Menurut Muhammad Ibn Ismail Al-Kahlany, suap dibolehkan
dalam rangka memperoleh sesuatu yang menjadi haknya atau untuk mencegah dari
kezaliman, baik yang akan menimpa dirinya maupun keluarganya. Hal itu
didasarkan pada pendapat tabi’in bahwa boleh melakukan suap jika takut tertimpa
zalim, baik terhadap diri sendiri maupun keluarganya.
Tetapi dalam kitab ‘Aumul Ma’bud mengatakan bahwa
pemberian dalam hal tersebut bisa dilakukan kepada selain hakim dan pemimpin.

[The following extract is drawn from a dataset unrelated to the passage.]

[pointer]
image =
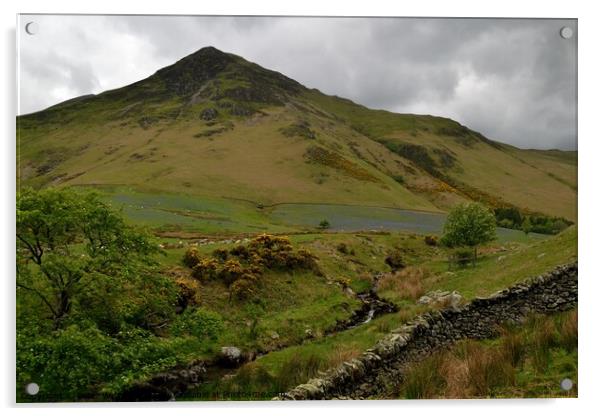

Apapun motivasinya, pemberian hadiah kepada hakim dan pemimpin dilarang
sekalipun untuk menolong orang yang terdzolimi, karena menolong orang-orang
yang didzolimi , menegakkan kebenaran adalah tugas dan kewajiban mereka.[5]
Adapun menurut
Imam Asy-Syaukani, sesungguhnya keharaman suap adalah mutlak dan tidak dapat
ditakshish (dibatasi). Namun demikian, dalam Islam ada kaidah: اَلضَّرُورَةُ تَبِيحُ الْمَحْضُورَاتُ (kemudharatan membolehkan sesuatu
yang membahayakan). Dengan demikian, jika tidak ada jalan lain bagi seseorang
untuk menjaga dirinya dari kerusakan, kecuali dengan melakukan suap, ia boleh
melakukannya.
Menurut M.
Quraish Shihab, argumen para ulama diatas tidaklah jelas, tetapi tampaknya
keadaan ketika itu mirip dengan keadaan pada masa sekarang. Tampaknya saat itu
budaya suap-menyuap telah menjamur, sehingga meyulitkan penuntut hak untuk
mendapatkan haknya maka lahirlah pendapat yang membolehkan tadi.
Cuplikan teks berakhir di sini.